Meier Christopher, Steinhauer Tamara N, Koczian Fabian, Plitzko Birte, Jarolim Katharina, Girreser Ulrich, Braig Simone, Marko Doris, Vollmar Angelika M, Clement Bernd
Department of Pharmaceutical and Medicinal Chemistry, Pharmaceutical Institute of the Christian Albrechts University in Kiel, Gutenbergstraße 76, 24118, Kiel, Germany.
Department of Pharmacy, Center for Drug Research, Pharmaceutical Biology, University of Munich, Butenandtstraße 5-13, 81377, Munich, Germany.
ChemMedChem. 2017 Mar 7;12(5):347-352. doi: 10.1002/cmdc.201700026. Epub 2017 Feb 8.

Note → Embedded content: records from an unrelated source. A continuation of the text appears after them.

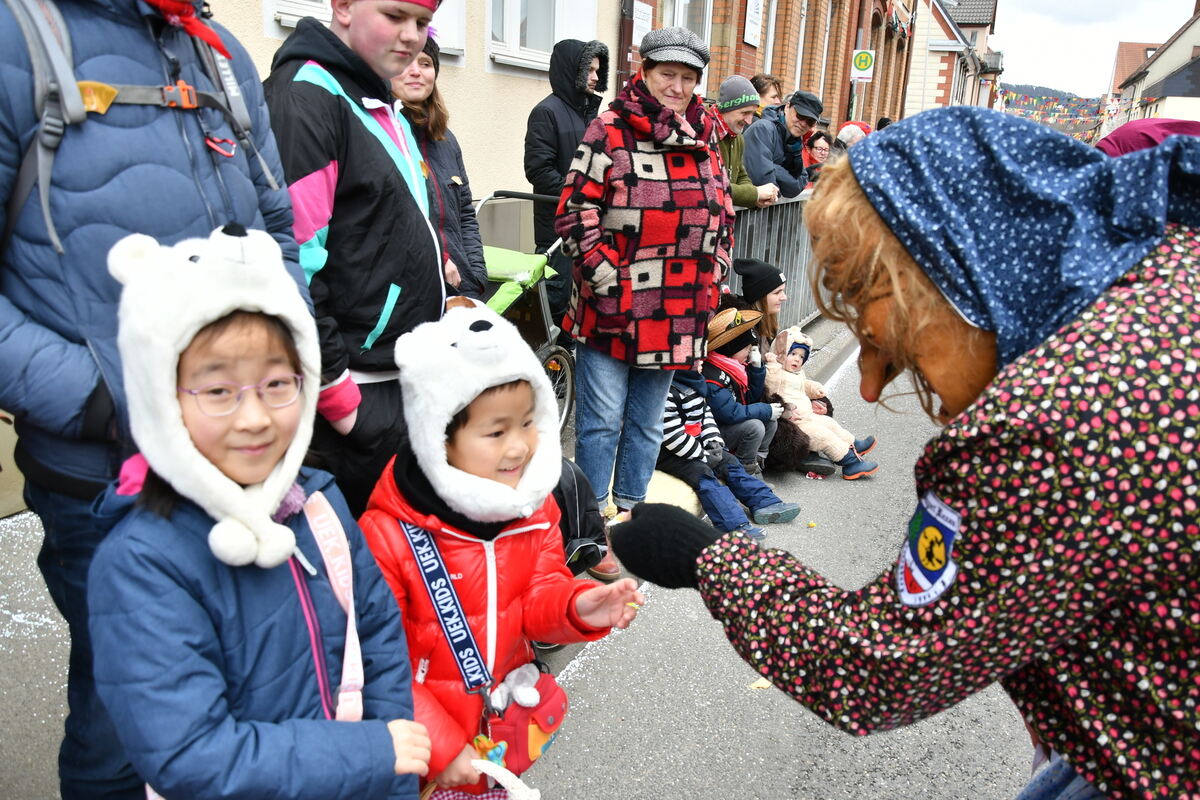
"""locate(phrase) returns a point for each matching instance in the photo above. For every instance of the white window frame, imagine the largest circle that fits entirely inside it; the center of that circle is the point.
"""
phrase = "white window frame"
(681, 18)
(510, 53)
(450, 19)
(289, 12)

Classic cytotoxic drugs remain indispensable instruments in antitumor therapy due to their effectiveness and a more prevalent insensitivity toward tumor resistance mechanisms. Herein we describe the favorable properties of 6-(N,N-dimethyl-2-aminoethoxy)-11-(3,4,5-trimethoxyphenyl)pyrido[3,4-c][1,9]phenanthroline (P8-D6), a powerful inducer of apoptosis caused by an equipotent inhibition of human topoisomerase I and II activities. A broad-spectrum effect against human tumor cell lines at nanomolar concentrations, as well as strong antileukemic effects, were shown to be superior to those of marketed topoisomerase-targeting drugs and dual topoisomerase inhibitors in clinical trials. The facile four-step synthesis, advantageous drugability properties, and initial in vivo data encourage the application of P8-D6 in appropriate animal tumor models and further drug development.

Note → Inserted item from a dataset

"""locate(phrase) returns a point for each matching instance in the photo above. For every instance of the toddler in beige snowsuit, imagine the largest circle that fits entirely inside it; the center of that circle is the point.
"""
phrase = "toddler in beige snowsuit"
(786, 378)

经典的细胞毒性药物因其有效性以及对肿瘤耐药机制普遍具有的不敏感性,在抗肿瘤治疗中仍然是不可或缺的手段。在此,我们描述了6-(N,N-二甲基-2-氨基乙氧基)-11-(3,4,5-三甲氧基苯基)吡啶并[3,4-c][1,9]菲咯啉(P8-D6)的良好特性,它是一种强大的凋亡诱导剂,可通过同等抑制人类拓扑异构酶I和II的活性来引发凋亡。在临床试验中,P8-D6在纳摩尔浓度下对人类肿瘤细胞系具有广谱效应,以及强大的抗白血病作用,均显示优于市售的靶向拓扑异构酶的药物和双重拓扑异构酶抑制剂。简便的四步合成方法、有利的成药特性以及初步的体内数据,促使P8-D6在合适的动物肿瘤模型中得到应用,并进一步推动药物研发。